WF : You have moved to a full trail model for commission payments for your IFA channel recently. What was the thinking behind this bold move?
Harshendu : Given the recent regulatory changes and the overall thrust, we had introduced the all-trail fee model to select IFAs who were focused on long term equity assets. We later extended the same to the entire IFA segment. Given the characteristics of this segment, we felt that an all-trail model would be appropriate.
Such a model with a focus on rewarding asset retention is good for the industry as well as our partners, as it brings stability and sustainability to the business. Also advisors can potentially earn more fees compared to an upfront model, as the trail fees are based on the latest valuation of assets (compared to the initial amount).
WF : How have your IFA partners received this move?
Harshendu : The feedback has been positive given the nature of the IFA segment. As mentioned earlier, we had introduced this concept to select IFAs. Based on the positive feedback and increased requests we extended the structure to the entire IFA segment.
WF : Many AMCs continue to believe that upfront commissions are vital to sustain distributor interest in this business. How do you plan to manage expectations from distributors who continue to be keen on upfront commissions?
Harshendu : We don't see much of a conflict, as this structure is currently applicable to the IFA segment that has traditionally been comfortable with a higher trail fee model. In that sense, we will continue to cater to the varied needs of our partners. Interestingly, we have been receiving few requests from non-IFAs to get enrolled into the all-trail model. In any case, for the new cadre of distributors, we can consider upfront and trail model as they might not have adequate assets to generate trail fees.
WF : Though the regulator announced several reforms last August to broaden the retail reach of the industry, recent industry data seems to suggest that there is further concentration of business flows from the larger towns and within them, the larger distributors. Is the drying up of retail flows from smaller towns purely a function of continued market volatility or are there other reasons behind this trend?
Harshendu : The industry flows data needs to be analysed from an ex-liquid/liquid plus (short term) perspective. Otherwise, large cities will always dominate gross flows. Our understanding is that the long term asset flows (non-liquid/liquid plus) from smaller cities/towns (B15) has been quite healthy and has been increasing. Whilst the increase is not substantial, as the new regulatory changes percolate down, the share of smaller towns should increase in the coming years.
WF : Although it is still too early for some of the new measures like the new distribution cadre selling simplified products, cash based investing etc to really show tangible results, do you see these moves as material game changers in the long run or are they likely to have only a limited impact?

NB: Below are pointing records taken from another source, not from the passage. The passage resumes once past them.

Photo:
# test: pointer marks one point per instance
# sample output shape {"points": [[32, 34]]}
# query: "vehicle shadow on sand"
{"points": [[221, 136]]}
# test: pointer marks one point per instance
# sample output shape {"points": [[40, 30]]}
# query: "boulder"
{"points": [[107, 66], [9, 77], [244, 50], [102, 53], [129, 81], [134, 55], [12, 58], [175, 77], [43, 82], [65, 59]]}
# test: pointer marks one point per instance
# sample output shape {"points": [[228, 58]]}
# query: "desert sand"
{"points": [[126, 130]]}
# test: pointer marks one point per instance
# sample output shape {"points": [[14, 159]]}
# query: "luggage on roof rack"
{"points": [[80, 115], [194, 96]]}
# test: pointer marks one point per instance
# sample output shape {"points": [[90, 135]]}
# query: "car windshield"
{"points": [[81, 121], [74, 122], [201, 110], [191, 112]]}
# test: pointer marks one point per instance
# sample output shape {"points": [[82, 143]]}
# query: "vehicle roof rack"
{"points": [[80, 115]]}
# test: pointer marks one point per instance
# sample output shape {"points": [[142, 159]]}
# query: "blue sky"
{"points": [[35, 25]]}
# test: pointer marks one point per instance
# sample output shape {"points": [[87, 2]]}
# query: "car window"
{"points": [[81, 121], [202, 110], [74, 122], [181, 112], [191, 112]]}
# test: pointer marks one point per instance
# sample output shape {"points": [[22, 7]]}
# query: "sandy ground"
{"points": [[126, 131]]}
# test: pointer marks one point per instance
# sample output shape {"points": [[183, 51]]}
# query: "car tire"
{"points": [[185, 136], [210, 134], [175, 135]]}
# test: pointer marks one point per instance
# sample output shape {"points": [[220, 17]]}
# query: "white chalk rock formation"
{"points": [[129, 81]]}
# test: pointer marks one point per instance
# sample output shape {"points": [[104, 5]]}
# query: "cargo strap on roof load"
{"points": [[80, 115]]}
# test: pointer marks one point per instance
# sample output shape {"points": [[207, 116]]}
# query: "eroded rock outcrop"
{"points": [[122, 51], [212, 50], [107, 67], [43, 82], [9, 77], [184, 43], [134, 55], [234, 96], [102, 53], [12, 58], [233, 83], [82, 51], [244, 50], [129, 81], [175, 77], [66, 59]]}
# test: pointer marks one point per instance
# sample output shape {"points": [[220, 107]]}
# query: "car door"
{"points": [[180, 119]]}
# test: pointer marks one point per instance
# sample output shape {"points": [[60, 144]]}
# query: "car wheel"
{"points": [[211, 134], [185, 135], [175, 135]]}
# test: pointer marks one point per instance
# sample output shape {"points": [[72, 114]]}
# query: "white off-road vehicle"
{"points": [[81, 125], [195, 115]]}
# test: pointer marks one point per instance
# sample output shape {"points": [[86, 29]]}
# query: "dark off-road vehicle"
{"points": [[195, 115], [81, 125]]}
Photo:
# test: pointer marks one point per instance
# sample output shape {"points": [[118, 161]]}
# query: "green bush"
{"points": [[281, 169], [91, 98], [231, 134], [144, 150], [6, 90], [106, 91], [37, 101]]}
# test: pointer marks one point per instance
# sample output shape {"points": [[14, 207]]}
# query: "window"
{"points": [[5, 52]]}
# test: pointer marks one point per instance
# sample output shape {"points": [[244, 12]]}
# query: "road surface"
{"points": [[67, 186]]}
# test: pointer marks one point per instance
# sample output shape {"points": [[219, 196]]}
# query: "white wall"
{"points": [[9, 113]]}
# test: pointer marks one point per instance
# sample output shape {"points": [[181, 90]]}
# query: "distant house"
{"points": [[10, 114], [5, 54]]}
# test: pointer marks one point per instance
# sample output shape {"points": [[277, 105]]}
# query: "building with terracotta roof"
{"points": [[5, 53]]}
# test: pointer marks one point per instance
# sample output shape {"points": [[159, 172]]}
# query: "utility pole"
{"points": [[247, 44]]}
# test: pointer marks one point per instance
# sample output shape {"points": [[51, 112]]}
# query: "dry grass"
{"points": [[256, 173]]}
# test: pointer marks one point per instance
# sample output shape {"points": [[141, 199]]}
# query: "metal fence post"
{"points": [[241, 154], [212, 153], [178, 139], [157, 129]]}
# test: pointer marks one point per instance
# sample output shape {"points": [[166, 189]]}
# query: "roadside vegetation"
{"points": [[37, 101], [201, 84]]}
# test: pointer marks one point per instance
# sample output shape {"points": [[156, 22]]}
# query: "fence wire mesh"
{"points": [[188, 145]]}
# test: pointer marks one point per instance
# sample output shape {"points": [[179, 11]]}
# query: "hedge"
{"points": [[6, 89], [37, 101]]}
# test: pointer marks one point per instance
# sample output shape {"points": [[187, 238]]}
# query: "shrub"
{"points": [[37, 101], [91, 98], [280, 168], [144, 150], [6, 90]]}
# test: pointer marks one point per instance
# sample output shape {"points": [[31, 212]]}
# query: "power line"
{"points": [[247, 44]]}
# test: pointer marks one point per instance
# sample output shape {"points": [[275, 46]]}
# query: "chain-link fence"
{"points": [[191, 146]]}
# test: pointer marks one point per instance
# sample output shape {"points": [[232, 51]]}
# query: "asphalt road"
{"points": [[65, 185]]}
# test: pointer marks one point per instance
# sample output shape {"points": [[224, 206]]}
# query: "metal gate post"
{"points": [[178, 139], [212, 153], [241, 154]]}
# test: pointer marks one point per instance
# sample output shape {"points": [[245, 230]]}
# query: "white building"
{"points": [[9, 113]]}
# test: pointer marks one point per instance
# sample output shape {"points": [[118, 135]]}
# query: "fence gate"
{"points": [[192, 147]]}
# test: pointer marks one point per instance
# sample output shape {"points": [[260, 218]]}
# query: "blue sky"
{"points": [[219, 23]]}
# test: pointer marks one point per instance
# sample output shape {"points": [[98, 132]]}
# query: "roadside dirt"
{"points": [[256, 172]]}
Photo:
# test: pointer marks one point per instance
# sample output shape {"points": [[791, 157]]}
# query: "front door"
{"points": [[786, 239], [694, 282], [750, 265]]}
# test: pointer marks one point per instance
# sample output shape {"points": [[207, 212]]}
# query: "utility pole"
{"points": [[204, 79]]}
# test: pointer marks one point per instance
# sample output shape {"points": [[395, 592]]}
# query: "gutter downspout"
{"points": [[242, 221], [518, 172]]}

Harshendu : Yes, the combination of these measures and an industry focused on fundamentals (rather than asset gathering) should have a positive impact in the long run. However, we continue to believe it is important that regulators and policy makers focus on encouraging long term savings in India and allow asset managers to manage those long term savings pools (be it insurance or pension). These segments constitute a large chunk of industry assets in the developed markets.
WF : How do you propose to expand your retail footprint in the coming years?
Harshendu : Additional flexibility in terms of TER and fees should be utilized to enhance operational efficiencies rather than blindly focusing on physical presence in smaller towns. This is not scalable and needs to be married with appropriate technology to ensure operational efficiencies. We have kick started quite a few infrastructure initiatives using technology and alternative distribution channels, on this front. In a large and populous country like India, an asset manager is better off focusing on having an optimum mix of technology and alternative distribution.
WF : Now that we have advisor regulations in place, how do you see distribution models evolving over the next couple of years?
Harshendu : The distribution landscape has been undergoing a change as regulatory measures and higher market volatility, have led to increased focus on financial planning and advisory. While larger distributors benefit from an established presence/infrastructure and clients, India has a large chunk of IFA segment (unlike other Asian markets). Those IFAs who have strong relationships and have focused on adding value to clients have benefitted from a loyal client base.
The policy thrust across the globe appears to be on promoting advisory and removing any conflict of interest due to fees. However, we believe that there will always be room for varied business models to co-exist.